Analyst · Boenning & Scattergood. Please go ahead

I’ll let Rob jump in here too, when I look at our loan portfolio, I would say the most consistent, year around, we’d probably going to, we’re going to see on the commercial side. And I’m hopeful that we see more of the same there. On the mortgage side, we had a nice second quarter, I would see that that will continue into the third quarter and probably slowdown in Q4 and then back into Q1. I do look for us to hopefully actually get some more portfolio loans in the mortgage side and we’re working on initiatives to accomplish that. On the installment portfolio, particularly the indirect desk, second quarter, third quarter, those are the higher peaks for that demand. And then Q4 and Q1, we should see that settle back down.

Scott Beury

Analyst · Boenning & Scattergood. Please go ahead

Okay, thank you. That’s very helpful. All my other questions have been answered. So, I am going to hop off now. Thanks.

Operator

Operator

This concludes our question-and-answer session.

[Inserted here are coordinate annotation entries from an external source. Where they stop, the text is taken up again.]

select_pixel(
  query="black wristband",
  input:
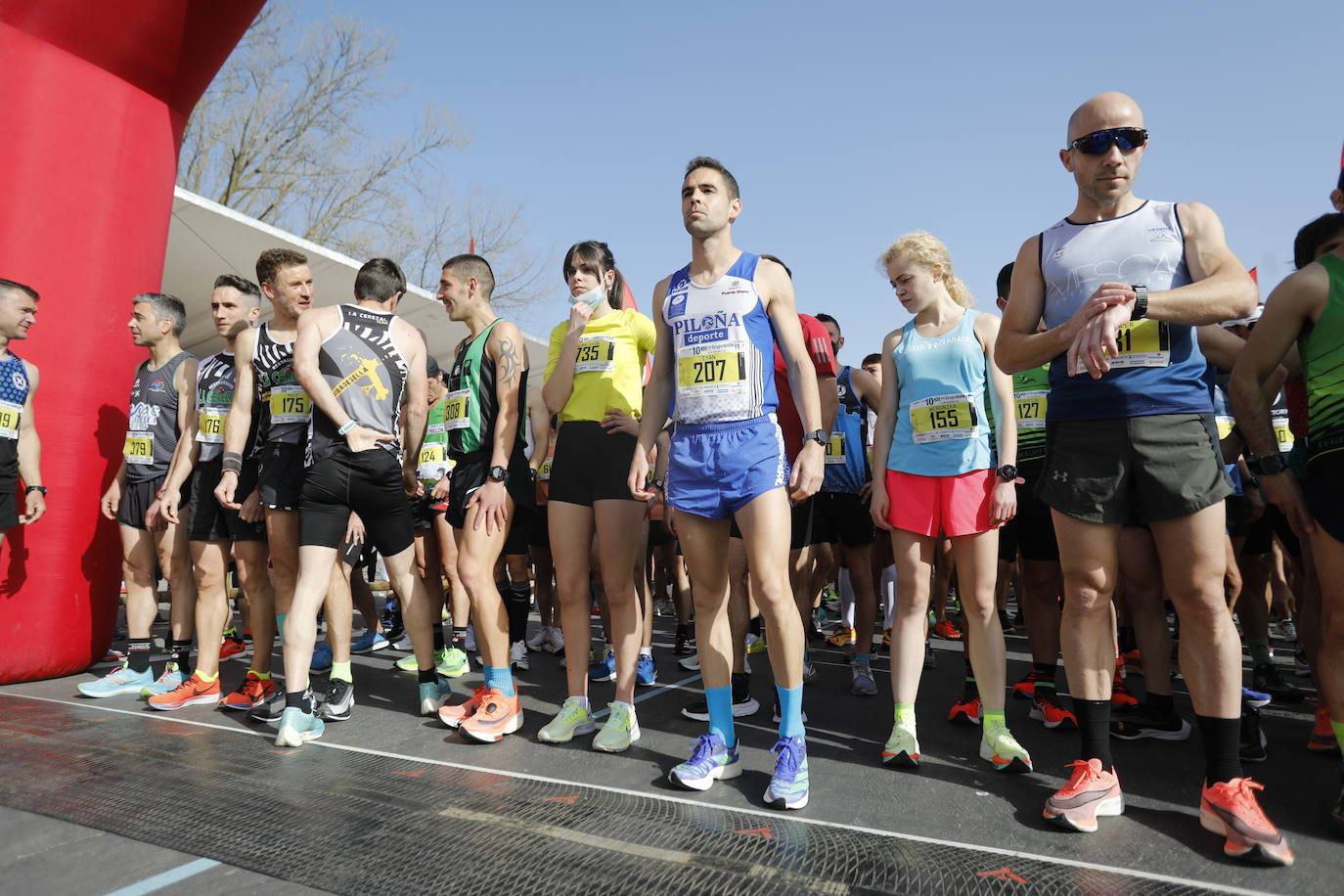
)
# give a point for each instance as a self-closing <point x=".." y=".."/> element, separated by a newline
<point x="1140" y="309"/>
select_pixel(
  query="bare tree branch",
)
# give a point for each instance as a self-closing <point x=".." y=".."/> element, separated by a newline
<point x="283" y="136"/>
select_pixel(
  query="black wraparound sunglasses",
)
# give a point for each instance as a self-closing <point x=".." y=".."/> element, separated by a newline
<point x="1100" y="141"/>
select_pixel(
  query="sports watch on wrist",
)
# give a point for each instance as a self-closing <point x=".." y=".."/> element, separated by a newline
<point x="1140" y="309"/>
<point x="1268" y="465"/>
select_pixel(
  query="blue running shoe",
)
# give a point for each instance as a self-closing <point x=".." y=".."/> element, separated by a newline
<point x="1254" y="697"/>
<point x="710" y="759"/>
<point x="789" y="784"/>
<point x="370" y="641"/>
<point x="646" y="673"/>
<point x="169" y="680"/>
<point x="605" y="668"/>
<point x="297" y="726"/>
<point x="118" y="681"/>
<point x="322" y="657"/>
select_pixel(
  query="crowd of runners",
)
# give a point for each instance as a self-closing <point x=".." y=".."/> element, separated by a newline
<point x="1135" y="431"/>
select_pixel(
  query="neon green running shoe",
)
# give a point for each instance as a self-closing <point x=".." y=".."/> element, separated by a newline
<point x="573" y="719"/>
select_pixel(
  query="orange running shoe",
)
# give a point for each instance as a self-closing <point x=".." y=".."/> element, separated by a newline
<point x="251" y="694"/>
<point x="1027" y="687"/>
<point x="1232" y="810"/>
<point x="1089" y="794"/>
<point x="493" y="718"/>
<point x="456" y="713"/>
<point x="1046" y="709"/>
<point x="1322" y="734"/>
<point x="190" y="692"/>
<point x="841" y="637"/>
<point x="948" y="629"/>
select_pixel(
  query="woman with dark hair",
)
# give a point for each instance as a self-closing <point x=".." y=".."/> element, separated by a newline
<point x="594" y="378"/>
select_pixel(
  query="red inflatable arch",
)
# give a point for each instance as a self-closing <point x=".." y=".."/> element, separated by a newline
<point x="94" y="98"/>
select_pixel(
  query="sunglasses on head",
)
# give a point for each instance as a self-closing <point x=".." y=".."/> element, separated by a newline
<point x="1100" y="141"/>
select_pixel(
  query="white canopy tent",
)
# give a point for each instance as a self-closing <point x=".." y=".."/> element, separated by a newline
<point x="207" y="240"/>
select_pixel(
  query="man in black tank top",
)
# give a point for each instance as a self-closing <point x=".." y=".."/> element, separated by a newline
<point x="355" y="362"/>
<point x="161" y="396"/>
<point x="215" y="532"/>
<point x="21" y="452"/>
<point x="287" y="281"/>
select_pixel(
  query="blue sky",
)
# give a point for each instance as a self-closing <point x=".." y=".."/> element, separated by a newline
<point x="848" y="124"/>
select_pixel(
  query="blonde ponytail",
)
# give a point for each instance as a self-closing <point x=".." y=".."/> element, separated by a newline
<point x="929" y="251"/>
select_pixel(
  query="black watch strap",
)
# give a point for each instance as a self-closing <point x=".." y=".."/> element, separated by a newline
<point x="1140" y="309"/>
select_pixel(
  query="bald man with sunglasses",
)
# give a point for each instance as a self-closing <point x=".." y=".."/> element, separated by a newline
<point x="1121" y="285"/>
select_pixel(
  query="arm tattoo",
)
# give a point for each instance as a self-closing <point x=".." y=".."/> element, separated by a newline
<point x="507" y="360"/>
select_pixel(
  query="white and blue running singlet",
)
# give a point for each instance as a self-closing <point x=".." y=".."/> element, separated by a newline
<point x="941" y="425"/>
<point x="1159" y="368"/>
<point x="847" y="457"/>
<point x="722" y="344"/>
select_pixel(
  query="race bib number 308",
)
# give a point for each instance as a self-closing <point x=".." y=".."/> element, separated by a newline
<point x="457" y="410"/>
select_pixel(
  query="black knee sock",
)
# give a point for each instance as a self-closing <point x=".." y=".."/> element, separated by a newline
<point x="1095" y="730"/>
<point x="1222" y="740"/>
<point x="179" y="651"/>
<point x="137" y="653"/>
<point x="519" y="598"/>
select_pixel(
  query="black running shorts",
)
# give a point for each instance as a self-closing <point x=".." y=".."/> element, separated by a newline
<point x="207" y="520"/>
<point x="281" y="475"/>
<point x="1152" y="468"/>
<point x="366" y="482"/>
<point x="590" y="464"/>
<point x="136" y="499"/>
<point x="470" y="474"/>
<point x="841" y="516"/>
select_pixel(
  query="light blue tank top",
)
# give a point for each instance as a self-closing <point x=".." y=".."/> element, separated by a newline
<point x="1160" y="368"/>
<point x="941" y="425"/>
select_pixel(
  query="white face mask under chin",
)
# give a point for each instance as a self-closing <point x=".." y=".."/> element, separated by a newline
<point x="593" y="297"/>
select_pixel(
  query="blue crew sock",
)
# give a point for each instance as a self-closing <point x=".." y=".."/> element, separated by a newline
<point x="790" y="711"/>
<point x="721" y="713"/>
<point x="500" y="679"/>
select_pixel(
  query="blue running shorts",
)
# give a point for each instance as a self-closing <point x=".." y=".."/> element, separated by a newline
<point x="715" y="469"/>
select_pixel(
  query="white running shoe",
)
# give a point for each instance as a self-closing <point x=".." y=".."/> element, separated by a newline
<point x="538" y="640"/>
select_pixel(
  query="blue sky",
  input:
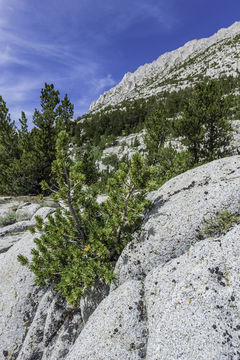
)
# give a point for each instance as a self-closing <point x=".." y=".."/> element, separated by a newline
<point x="84" y="47"/>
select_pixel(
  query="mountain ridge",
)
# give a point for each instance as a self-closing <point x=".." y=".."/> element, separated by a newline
<point x="178" y="68"/>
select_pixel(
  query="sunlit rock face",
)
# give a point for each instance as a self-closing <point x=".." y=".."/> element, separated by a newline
<point x="215" y="56"/>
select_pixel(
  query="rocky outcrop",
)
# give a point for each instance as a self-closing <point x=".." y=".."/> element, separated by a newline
<point x="177" y="294"/>
<point x="16" y="216"/>
<point x="214" y="56"/>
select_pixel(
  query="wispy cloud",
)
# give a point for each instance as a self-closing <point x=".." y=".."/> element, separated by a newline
<point x="43" y="41"/>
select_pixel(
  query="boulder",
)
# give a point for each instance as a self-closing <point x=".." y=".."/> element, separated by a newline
<point x="180" y="207"/>
<point x="44" y="212"/>
<point x="26" y="211"/>
<point x="176" y="295"/>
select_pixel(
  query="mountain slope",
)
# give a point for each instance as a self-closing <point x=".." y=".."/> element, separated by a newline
<point x="214" y="57"/>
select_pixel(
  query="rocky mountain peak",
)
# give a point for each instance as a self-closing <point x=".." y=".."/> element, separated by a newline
<point x="214" y="56"/>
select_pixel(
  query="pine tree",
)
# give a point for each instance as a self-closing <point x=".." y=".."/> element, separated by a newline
<point x="53" y="117"/>
<point x="157" y="130"/>
<point x="8" y="149"/>
<point x="81" y="243"/>
<point x="204" y="126"/>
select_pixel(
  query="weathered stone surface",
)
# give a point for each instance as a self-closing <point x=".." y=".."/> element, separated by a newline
<point x="180" y="207"/>
<point x="177" y="296"/>
<point x="44" y="212"/>
<point x="26" y="211"/>
<point x="193" y="303"/>
<point x="17" y="227"/>
<point x="117" y="328"/>
<point x="197" y="57"/>
<point x="18" y="298"/>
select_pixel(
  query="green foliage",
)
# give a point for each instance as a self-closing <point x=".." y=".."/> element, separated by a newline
<point x="219" y="224"/>
<point x="26" y="156"/>
<point x="81" y="242"/>
<point x="157" y="130"/>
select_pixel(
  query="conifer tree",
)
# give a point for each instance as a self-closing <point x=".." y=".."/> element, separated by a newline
<point x="53" y="117"/>
<point x="204" y="126"/>
<point x="80" y="244"/>
<point x="157" y="130"/>
<point x="8" y="148"/>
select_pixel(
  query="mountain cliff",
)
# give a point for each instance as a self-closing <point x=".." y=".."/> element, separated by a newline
<point x="212" y="57"/>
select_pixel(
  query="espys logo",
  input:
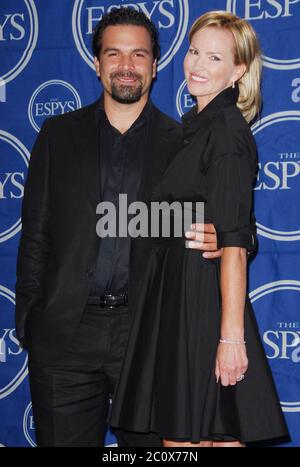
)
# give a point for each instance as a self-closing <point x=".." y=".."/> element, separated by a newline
<point x="184" y="101"/>
<point x="54" y="97"/>
<point x="13" y="360"/>
<point x="281" y="339"/>
<point x="170" y="16"/>
<point x="277" y="22"/>
<point x="279" y="176"/>
<point x="28" y="425"/>
<point x="11" y="183"/>
<point x="18" y="36"/>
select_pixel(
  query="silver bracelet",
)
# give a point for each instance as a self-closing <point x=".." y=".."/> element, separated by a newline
<point x="229" y="341"/>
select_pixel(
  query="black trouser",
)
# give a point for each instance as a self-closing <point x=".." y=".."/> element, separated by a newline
<point x="70" y="399"/>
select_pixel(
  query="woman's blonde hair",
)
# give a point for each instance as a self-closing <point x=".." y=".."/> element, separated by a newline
<point x="247" y="52"/>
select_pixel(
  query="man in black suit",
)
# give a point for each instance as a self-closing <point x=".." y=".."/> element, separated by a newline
<point x="72" y="287"/>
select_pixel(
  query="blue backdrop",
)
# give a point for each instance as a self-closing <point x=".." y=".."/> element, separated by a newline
<point x="46" y="69"/>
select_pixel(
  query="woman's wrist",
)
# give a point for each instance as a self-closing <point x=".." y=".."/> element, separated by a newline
<point x="230" y="333"/>
<point x="232" y="341"/>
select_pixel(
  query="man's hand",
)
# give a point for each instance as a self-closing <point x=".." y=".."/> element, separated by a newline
<point x="203" y="237"/>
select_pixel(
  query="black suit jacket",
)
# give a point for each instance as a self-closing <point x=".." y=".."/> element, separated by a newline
<point x="59" y="245"/>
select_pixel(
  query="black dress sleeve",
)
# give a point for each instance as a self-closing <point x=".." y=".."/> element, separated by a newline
<point x="229" y="196"/>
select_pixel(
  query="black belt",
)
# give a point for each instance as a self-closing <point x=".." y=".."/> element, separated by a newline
<point x="109" y="300"/>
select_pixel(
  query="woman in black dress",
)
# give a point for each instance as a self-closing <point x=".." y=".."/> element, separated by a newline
<point x="195" y="371"/>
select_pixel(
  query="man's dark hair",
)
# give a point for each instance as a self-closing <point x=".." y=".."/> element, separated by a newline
<point x="126" y="16"/>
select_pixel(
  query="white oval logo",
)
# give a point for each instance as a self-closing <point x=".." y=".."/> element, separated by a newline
<point x="278" y="178"/>
<point x="19" y="29"/>
<point x="282" y="17"/>
<point x="13" y="359"/>
<point x="28" y="425"/>
<point x="170" y="16"/>
<point x="12" y="183"/>
<point x="54" y="97"/>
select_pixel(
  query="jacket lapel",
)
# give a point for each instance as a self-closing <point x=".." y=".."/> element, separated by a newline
<point x="157" y="154"/>
<point x="86" y="148"/>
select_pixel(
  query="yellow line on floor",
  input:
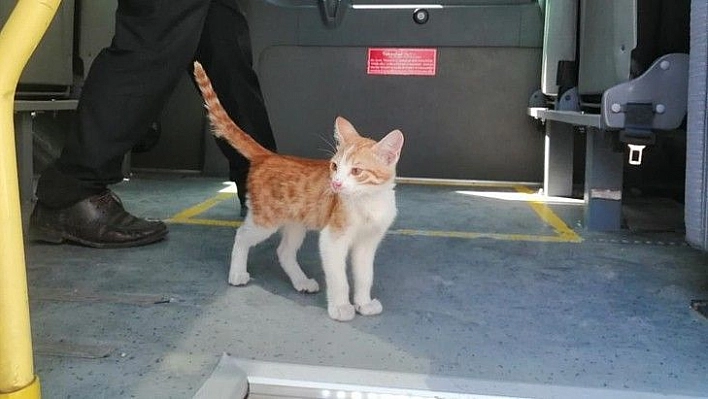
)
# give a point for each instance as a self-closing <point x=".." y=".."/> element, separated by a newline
<point x="550" y="218"/>
<point x="474" y="235"/>
<point x="564" y="233"/>
<point x="186" y="215"/>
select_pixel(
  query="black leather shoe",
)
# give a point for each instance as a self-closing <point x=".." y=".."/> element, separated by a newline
<point x="99" y="222"/>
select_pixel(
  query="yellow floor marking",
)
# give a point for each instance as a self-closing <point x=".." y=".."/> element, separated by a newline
<point x="186" y="215"/>
<point x="550" y="218"/>
<point x="563" y="232"/>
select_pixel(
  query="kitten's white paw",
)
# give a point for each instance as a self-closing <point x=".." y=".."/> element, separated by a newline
<point x="369" y="309"/>
<point x="239" y="278"/>
<point x="342" y="312"/>
<point x="307" y="285"/>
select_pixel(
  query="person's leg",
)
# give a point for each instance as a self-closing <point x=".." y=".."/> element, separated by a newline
<point x="125" y="90"/>
<point x="225" y="52"/>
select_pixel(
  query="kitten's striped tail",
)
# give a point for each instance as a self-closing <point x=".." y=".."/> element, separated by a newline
<point x="222" y="124"/>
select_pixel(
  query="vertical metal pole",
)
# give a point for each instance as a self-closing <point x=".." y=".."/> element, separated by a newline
<point x="18" y="39"/>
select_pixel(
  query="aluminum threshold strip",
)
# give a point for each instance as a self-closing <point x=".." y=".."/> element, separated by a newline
<point x="395" y="6"/>
<point x="233" y="377"/>
<point x="571" y="117"/>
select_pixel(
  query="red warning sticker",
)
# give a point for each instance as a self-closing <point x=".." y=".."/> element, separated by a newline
<point x="402" y="61"/>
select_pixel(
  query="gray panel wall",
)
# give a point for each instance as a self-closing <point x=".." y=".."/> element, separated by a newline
<point x="467" y="122"/>
<point x="697" y="145"/>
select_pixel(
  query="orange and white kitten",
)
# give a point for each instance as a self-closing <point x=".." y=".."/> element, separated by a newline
<point x="349" y="199"/>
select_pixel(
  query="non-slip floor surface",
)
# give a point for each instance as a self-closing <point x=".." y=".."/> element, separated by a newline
<point x="476" y="283"/>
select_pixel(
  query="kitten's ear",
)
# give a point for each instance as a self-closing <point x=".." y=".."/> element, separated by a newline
<point x="344" y="131"/>
<point x="389" y="148"/>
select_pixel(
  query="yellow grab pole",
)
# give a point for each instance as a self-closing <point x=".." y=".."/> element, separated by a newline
<point x="18" y="39"/>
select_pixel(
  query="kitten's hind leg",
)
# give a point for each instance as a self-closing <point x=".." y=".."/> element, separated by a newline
<point x="293" y="236"/>
<point x="247" y="235"/>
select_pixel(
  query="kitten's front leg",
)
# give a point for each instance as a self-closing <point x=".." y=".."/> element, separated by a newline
<point x="293" y="236"/>
<point x="333" y="249"/>
<point x="363" y="253"/>
<point x="248" y="235"/>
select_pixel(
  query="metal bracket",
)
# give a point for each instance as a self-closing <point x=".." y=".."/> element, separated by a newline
<point x="568" y="100"/>
<point x="332" y="11"/>
<point x="656" y="100"/>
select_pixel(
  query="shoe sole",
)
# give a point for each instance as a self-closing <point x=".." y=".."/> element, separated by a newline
<point x="55" y="237"/>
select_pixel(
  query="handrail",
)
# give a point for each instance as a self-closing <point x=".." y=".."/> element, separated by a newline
<point x="18" y="39"/>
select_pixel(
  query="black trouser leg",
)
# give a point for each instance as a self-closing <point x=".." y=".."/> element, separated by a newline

I would like to turn the conference back over to Brad Kessel for any closing remarks.

Brad Kessel

Analyst · KBW. Please go ahead

Very good. I thank each of you for your interest in Independent Bank Corporation and for joining us on today’s call. We wish everyone a great day.

Operator

Operator

The conference has now concluded. Thank you for attending today’s presentation. You may now disconnect.